X11L, a neuronal adaptor protein, associates with the cytoplasmic domain of APP and suppresses APP cellular metabolism. APP is the precursor of Abeta, whose metabolism is strongly implicated in Alzheimer disease pathogenesis. To examine the roles of X11L function in APP metabolism, including the generation of Abeta in the brain, we produced X11L-deficient mutant mice on the C57BL/6 background.
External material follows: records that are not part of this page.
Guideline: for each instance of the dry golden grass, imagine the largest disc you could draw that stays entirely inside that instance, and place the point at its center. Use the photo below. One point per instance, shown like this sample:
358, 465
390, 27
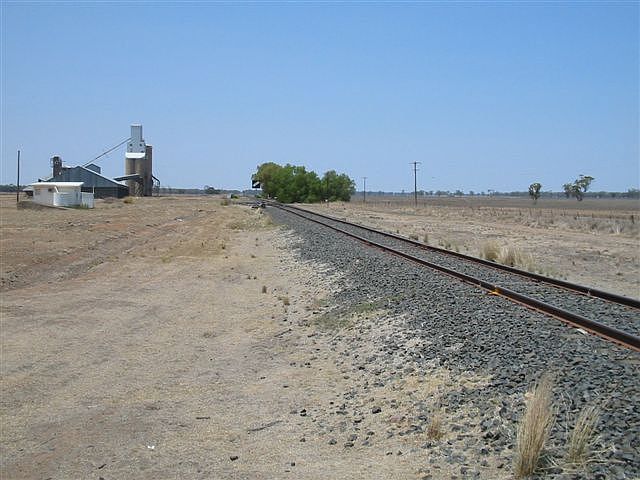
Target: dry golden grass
435, 430
534, 427
490, 251
583, 436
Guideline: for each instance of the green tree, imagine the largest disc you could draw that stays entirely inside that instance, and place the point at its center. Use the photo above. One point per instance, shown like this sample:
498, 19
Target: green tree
534, 191
579, 187
293, 183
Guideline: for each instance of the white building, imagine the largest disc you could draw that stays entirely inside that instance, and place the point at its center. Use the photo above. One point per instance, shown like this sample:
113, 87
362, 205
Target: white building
61, 194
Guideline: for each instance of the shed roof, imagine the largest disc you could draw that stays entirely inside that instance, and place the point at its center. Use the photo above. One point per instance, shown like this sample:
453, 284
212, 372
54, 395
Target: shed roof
56, 184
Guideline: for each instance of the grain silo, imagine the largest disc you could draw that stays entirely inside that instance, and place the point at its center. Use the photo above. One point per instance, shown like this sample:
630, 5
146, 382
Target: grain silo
138, 163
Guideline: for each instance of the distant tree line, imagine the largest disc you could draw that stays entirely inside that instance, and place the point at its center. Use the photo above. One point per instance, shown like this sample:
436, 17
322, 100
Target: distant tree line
293, 184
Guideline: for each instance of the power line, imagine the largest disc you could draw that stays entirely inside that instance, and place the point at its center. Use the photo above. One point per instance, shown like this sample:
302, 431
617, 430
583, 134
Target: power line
364, 190
415, 182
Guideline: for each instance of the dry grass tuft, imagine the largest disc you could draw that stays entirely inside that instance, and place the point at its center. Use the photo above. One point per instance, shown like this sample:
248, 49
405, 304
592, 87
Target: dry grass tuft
583, 436
435, 429
490, 251
534, 427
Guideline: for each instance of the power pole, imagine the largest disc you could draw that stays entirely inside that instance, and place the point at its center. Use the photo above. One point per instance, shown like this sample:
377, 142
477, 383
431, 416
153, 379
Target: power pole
415, 182
364, 190
18, 182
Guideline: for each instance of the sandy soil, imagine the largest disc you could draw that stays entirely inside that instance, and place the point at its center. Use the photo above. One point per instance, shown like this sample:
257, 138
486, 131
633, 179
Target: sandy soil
165, 338
595, 242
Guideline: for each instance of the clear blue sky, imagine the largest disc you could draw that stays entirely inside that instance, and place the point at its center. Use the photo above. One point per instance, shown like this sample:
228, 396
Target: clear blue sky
485, 95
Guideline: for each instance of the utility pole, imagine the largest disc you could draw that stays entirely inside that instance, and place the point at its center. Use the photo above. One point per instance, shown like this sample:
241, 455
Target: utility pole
18, 182
364, 190
415, 182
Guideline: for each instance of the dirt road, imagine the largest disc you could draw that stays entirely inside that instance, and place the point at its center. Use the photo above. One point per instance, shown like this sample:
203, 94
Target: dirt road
167, 339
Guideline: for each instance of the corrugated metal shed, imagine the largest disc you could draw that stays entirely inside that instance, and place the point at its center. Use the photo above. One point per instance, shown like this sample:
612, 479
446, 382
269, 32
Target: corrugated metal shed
93, 182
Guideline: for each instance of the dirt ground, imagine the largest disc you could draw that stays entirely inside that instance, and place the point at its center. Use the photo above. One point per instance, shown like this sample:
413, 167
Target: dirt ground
595, 242
170, 338
167, 339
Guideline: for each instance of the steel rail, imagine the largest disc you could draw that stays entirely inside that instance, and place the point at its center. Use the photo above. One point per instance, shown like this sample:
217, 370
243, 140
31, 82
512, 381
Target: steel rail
588, 291
609, 333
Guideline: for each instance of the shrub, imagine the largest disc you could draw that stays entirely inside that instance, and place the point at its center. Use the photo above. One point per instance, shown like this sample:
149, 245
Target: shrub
583, 436
534, 428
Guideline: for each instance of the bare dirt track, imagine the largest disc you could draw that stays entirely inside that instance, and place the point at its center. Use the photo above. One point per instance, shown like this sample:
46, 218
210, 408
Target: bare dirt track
178, 337
138, 342
595, 242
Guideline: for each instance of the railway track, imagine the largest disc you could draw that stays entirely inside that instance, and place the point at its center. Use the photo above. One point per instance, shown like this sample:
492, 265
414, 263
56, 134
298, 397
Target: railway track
613, 317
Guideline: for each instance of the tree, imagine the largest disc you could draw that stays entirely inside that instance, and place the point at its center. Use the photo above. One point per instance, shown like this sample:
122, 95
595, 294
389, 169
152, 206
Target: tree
534, 191
291, 183
579, 187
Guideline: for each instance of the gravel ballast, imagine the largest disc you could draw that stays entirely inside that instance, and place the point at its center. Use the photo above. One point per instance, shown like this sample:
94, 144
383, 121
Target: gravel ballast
475, 354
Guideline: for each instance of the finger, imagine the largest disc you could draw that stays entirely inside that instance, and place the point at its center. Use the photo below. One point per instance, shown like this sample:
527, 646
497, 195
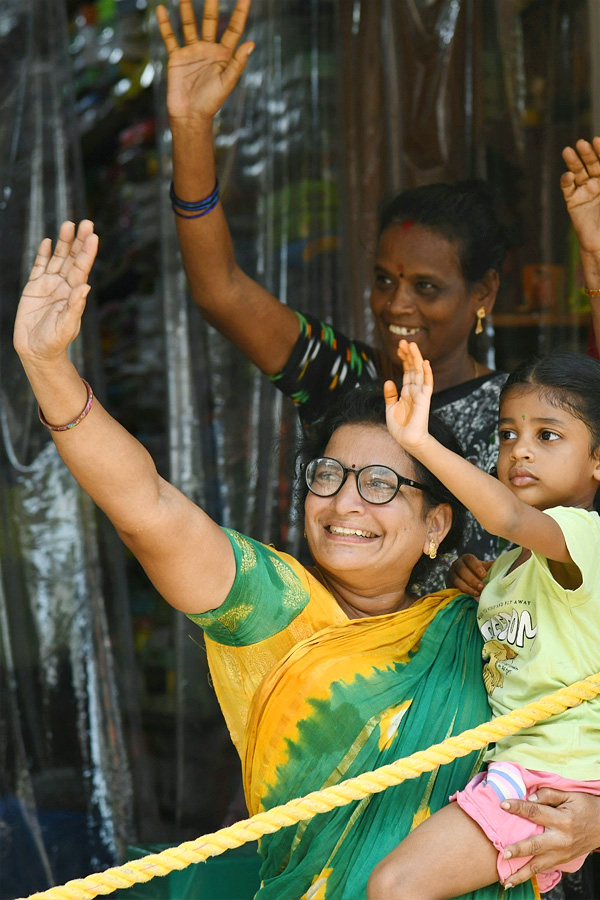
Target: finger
41, 261
428, 374
390, 393
76, 303
589, 157
541, 811
62, 249
166, 30
86, 227
567, 184
478, 566
575, 163
210, 20
236, 65
83, 262
236, 25
464, 587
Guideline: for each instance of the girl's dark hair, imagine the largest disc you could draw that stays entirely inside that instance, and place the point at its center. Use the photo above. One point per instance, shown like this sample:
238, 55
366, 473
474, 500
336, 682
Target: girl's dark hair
464, 213
366, 406
568, 380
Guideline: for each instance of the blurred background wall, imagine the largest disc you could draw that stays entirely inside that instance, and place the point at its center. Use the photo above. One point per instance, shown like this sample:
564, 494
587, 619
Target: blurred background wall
109, 730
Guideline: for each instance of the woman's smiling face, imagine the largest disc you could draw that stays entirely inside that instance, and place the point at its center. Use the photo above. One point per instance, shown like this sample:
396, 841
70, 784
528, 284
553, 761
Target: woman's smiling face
369, 549
419, 293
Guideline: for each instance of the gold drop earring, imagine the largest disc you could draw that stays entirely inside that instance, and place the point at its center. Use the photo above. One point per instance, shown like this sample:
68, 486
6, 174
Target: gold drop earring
480, 317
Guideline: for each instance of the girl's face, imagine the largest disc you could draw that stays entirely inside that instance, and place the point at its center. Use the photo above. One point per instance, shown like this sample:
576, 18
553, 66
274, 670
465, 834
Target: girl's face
419, 293
545, 453
370, 550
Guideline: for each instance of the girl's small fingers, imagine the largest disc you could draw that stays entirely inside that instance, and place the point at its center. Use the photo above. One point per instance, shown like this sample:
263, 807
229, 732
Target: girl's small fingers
464, 587
166, 30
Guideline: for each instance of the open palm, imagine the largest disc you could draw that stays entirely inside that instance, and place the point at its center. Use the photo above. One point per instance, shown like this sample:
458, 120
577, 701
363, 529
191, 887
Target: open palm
408, 415
203, 72
52, 303
581, 190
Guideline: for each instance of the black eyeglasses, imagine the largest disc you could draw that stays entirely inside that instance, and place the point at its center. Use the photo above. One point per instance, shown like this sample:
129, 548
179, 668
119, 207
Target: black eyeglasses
376, 484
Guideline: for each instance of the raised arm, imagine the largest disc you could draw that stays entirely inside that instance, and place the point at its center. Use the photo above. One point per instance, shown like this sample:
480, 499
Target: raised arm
174, 540
492, 503
580, 185
201, 75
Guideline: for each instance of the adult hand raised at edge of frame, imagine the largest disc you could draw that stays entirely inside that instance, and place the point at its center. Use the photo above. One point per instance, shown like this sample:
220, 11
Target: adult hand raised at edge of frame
580, 185
53, 300
408, 415
566, 818
203, 71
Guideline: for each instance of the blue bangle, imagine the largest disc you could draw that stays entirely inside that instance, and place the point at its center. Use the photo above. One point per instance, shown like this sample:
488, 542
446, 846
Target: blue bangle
200, 208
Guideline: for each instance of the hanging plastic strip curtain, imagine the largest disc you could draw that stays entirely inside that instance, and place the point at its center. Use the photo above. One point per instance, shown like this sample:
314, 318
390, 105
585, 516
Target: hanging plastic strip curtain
65, 787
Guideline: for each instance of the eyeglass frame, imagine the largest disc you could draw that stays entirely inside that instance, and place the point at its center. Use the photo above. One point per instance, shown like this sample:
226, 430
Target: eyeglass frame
346, 470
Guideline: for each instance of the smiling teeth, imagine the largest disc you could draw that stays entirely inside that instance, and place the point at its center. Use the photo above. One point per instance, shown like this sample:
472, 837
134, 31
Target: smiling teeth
336, 529
403, 331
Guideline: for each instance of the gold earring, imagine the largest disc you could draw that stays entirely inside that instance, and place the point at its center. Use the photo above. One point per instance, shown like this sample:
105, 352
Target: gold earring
480, 317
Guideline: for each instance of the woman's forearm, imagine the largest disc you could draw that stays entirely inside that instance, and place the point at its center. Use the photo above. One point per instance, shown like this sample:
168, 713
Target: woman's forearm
109, 463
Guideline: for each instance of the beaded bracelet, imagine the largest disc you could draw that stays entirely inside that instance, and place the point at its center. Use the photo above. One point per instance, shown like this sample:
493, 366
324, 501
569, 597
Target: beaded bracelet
76, 421
198, 209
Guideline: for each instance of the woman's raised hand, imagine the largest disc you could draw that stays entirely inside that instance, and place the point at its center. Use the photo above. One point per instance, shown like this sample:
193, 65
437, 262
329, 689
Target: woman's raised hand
408, 415
52, 303
580, 185
203, 72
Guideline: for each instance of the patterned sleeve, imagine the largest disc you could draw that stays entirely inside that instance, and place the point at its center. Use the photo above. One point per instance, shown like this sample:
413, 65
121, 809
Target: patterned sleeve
265, 597
323, 364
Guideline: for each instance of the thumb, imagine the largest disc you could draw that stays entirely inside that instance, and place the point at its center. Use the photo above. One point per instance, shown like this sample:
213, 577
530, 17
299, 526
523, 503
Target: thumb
390, 393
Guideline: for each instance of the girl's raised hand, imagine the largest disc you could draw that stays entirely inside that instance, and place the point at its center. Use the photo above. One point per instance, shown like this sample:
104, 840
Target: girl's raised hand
580, 185
203, 72
408, 415
52, 303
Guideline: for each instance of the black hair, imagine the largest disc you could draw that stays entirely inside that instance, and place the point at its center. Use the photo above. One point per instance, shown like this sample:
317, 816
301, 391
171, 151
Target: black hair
464, 213
366, 406
568, 380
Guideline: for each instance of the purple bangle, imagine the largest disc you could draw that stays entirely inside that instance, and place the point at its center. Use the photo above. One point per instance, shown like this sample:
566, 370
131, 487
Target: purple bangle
194, 210
76, 421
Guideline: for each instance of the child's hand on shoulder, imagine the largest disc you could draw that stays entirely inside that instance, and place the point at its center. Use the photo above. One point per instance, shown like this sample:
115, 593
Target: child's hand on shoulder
408, 414
466, 574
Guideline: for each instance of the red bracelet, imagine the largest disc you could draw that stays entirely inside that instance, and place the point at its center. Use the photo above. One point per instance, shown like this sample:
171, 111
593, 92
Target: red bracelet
76, 421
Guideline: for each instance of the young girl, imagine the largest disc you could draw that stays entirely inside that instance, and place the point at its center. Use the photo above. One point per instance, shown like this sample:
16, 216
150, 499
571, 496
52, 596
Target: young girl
539, 614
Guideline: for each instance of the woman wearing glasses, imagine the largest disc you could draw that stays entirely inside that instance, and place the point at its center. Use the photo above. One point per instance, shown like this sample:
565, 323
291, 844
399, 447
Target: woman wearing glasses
323, 672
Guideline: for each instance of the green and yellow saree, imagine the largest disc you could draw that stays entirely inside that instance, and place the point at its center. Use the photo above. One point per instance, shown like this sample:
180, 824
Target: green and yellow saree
312, 698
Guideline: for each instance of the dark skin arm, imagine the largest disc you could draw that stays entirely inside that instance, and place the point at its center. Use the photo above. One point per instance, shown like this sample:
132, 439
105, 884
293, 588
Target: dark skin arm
202, 73
580, 185
572, 828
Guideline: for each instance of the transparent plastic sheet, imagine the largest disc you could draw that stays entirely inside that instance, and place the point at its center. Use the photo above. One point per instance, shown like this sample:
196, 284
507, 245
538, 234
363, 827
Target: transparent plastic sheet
65, 788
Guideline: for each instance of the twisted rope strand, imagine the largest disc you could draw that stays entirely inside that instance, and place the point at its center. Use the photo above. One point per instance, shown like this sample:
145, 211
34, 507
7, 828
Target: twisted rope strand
302, 808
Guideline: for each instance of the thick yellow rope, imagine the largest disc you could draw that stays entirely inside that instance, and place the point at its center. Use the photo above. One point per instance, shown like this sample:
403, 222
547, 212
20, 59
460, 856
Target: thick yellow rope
141, 870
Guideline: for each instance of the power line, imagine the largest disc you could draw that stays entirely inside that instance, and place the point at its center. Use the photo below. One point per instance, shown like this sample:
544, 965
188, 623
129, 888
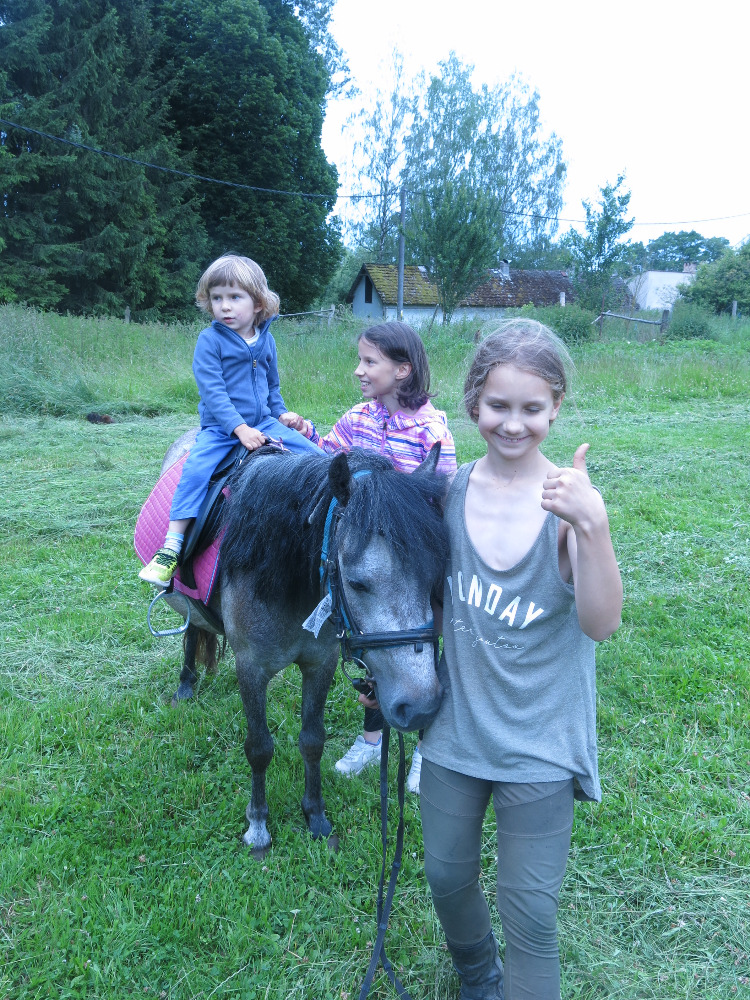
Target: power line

The mutant mice did not exhibit histopathological alterations or compensatory changes in the expression of other X11 family proteins, X11 and X11L2. The expression level and distribution of APP in the brain of mutant mice were also identical to those in wild-type mice. However, in the hippocampus, where substantial levels of X11L and APP are expressed, the mutant mice exhibited a significant increase in the level of the C-terminal fragments of APP produced by cleavage with beta-secretase but not alpha-secretase. The levels of Abeta were increased in the hippocampus of aged mutant mice as compared with age-matched controls. These observations clearly indicate that X11L suppresses the amyloidogenic but not amyloidolytic processing of APP in regions of the brain such as the hippocampus, which express significant levels of X11L.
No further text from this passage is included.